Irish Guilt

New Year’s Eve has come and gone. Most of us remember the night when ball dropped. However, Irish Guilt is a work of prose for those among us who can’t remember a thing. Ring in the New Year with a remembrance of times forgotten.

Monday, January 4th, 2010

“Oh I Am, what happened last night?”

After a night drenched in liberated spirits, some people say the worst part is the hangover. The pound of gray matter against the skull. The explosive reaction to sunlight reflected off white walls. The ache from every joint in the body. Surly, each aliment is hell but nothing compares to the guilt.

“No, really. What did I do?”

The answer to this question turned Bukowski dark and left Ireland sedated by the British. The real curse of the Irish. Not the limp of a dink, as if a fault of the phallus is a curse to the over populated. Nothing compares to the conjured ghosts of shot glass past, summoned forth to reap their havoc in slighted mental shows. Lamp shade nightmares bubble to the surface and join the heart upon the sleeve.

“Really? Am I that daft?”

Children learn by one burn from the stove’s hot top. I do this every weekend and add mental retardation to the list of my deficiency. Doubly so as the splintered bits of recollection are collected from the editing floor. A strip here, a segment there, drama displayed in a 50 foot horror show, “Attack of the Drunken Boob”.
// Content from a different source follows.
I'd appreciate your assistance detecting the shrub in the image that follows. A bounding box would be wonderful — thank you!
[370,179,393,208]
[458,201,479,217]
“I am never getting out of bed.”

Doom and Gloom are kiddy rhymes in the bed of shattered memories. Broken conversation take demonic faces and laugh with a Jackal’s jowl. Worst than a bad acid trip, the flashes flood back to the cortex in uncontrollable spasms. Watch thy own self fallen down the bottom of the barrel.

“Or outside, ever again.”

A wise Shaman Ner’do’well once told me the guilt was a common side effect of the bevy. Each drink depletes the necessary chemicals in the brain that keep the body regular. Somewhere in the middle of keg stands and streaking Sunset Blvd., the mind shuts down from lack of use. A werewolf morning awaits at the end, filled with the cannibalized carcass from the night before. Wake up in social gore.

“Who did I call?”

Mystery numbers appear on in the log. Disembodied voices leap from the shallows. Glimpse of a glowing face plate, a lit with lost numbers and unspoken bull. A backlog of fingered messages and sent nonsense. Mad as the hatter, high on Mercury.

“I am never drinking again!”

A false decree that settles the nerves and calms the sensibility. The future hold more wine soaked nights, loss of memory, and the guilt. The guilt will always processed the gluttony. Career alcoholics grow used to cold sweat and foolish rejection. Indulgence becomes indigence. It’s one thing I hope I never get used to.